Definition & Overview
Shockwave therapy, also referred to as extracorporeal shockwave therapy (ESWT), is a non-invasive procedure in which pressure waves are introduced into the body to treat various musculoskeletal conditions. As suggested by its name, it involves acoustic shock waves passed through the skin and targeted towards injured areas using a special hand piece or device. It helps treat chronic pain in affected areas such as the heel and elbows.
In shockwave therapy, mechanical, audible, and low-energy shockwaves (and not electric in nature) are used. These are intense and made of short energy waves that travel faster than the speed of sound. The procedure works by enhancing blood flow to the injured area, thereby accelerating the natural healing process. The exact scientific reason for its effectiveness in alleviating pain and inflammation is yet to be fully understood, but experts believe that ESWT does have a direct effect on nerves.
The concept behind shockwave therapy is similar to that of lithotripsy, a technology that uses shockwave to break apart kidney stones and has been in use for decades as a standard procedure for the said condition without the need for surgery. Medical experts have built up on this technology and have found that shock waves can also accelerate the healing process.
Who Should Undergo and Expected Results
ESWT is used to treat various musculoskeletal pain, diseases, and conditions, specifically those that involve connective tissues attached to the bone. It is a more advanced treatment option considered if conservative treatments such as rest, ice therapy, painkillers, steroid injections, and physiotherapy fail to offer patients adequate relief. It can treat various conditions including:
Plantar fascitis or fasciosis – A condition characterised by stabbing pain in the heel due to the inflammation of plantar fascia, which connects the bones to the toes.
Achilles tendonitis – A condition caused by overuse of the Achilles' tendon, found between the calf muscles and the hind lower leg
Calcific tendonitis – This refers to pain caused by calcium buildup in the tendon, leading to pressure and irritation
Lateral epicondylitis or “tennis elbow” – A condition characterised by the inflammation and pain in the tendons of the elbow due to overuse of the forearm, arm, and the hand muscles
Morton’s neuromas – This refers to heel pain caused by thickening of connective tissues surrounding the nerve between the bases of the toes (common in women, usually due to long-term use of high heels or tight shoes)
Heel spur – This refers to the pain due to calcium deposit protrusion on the underside of the heel bone
Those suffering from the conditions above as well as other connective tissue related diseases are candidates for this treatment. Although generally safe, shock wave therapy is not recommended for:
- Pregnant women
- Patients taking blood clot inhibiting medications (anticoagulants) and antiplatelet drugs
- Patients with bone tumours and certain metabolic bone conditions
- Patients with nerve and circulation disorders
- Those with cardiac pacemaker or other device installed
- Those with foot infection
- Patients who had steroid injection in the past three months
How is the Procedure Performed?
After a full evaluation of medical history, the procedure is pre-planned by marking the trigger point and actual sore area, where a special gel is then applied. The ESWT hand piece is then positioned strategically to start transmitting shockwaves in marked areas. The handpiece delivers slow and gentle compressed air impulses through the ultrasonic gel. The entire procedure lasts only about 15 minutes.
During the procedure, patients usually feel some degree of pain. While the shock waves are being released, the orthopaedic specialist may adjust treatment to ensure that the pain is manageable and tolerable for the patient.
Energy pulsations of ultrasonic waves sent into the body in ESWT simulate the body’s innate self-healing process, making the procedure effective in inducing healing.
After the session, patients are usually able to stand up and walk normally. Pain medications, anti-inflammatory medication, or ice therapy are NOT recommended as these might interfere with the proper healing process. While normal activities can be resumed right away, strenuous activities must be avoided 48 hours after the ESWT session.
Most patients notice significant improvement after just one session.
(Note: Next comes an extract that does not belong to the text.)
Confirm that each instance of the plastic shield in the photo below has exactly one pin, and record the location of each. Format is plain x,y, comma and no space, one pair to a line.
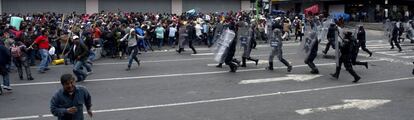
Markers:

Success rates are about 80%, and increases to 90% with a second treatment.
Possible Risks and Complications
With shockwave therapy, there is no need for surgery, anaesthesia, or medications. As such, the procedure is free of side effects, assuming proper preparations were conducted. However, some patients report slight tingling sensation, hypersensitivity, redness, bruising or swelling, numbness, and warmth – all of which go away within a few days.
There may be a small risk for tendon or ligament to rupture as well as soft tissue damage. However, this complication can be easily avoided by hiring the services of a highly experienced medical consultant.
Waugh CM, Morrissey D, Jones E, Riley GP, Langberg H, Screen HR (2015). "In vivo biological response to extracorporeal shockwave therapy in human tendinopathy." European Cells & Materials 29: 268–80; discussion 280.
Zuoziene G, Leibowitz D, Celutkiene J, Burneikaite G, Ivaskeviciene L, Kalinauskas G, Maneikiene VV, Palionis D, Janusauskas V, Valeviciene N, Laucevicius A (2015). "Multimodality imaging of myocardial revascularization using cardiac shock wave therapy". International Journal of Cardiology 187: 229–30.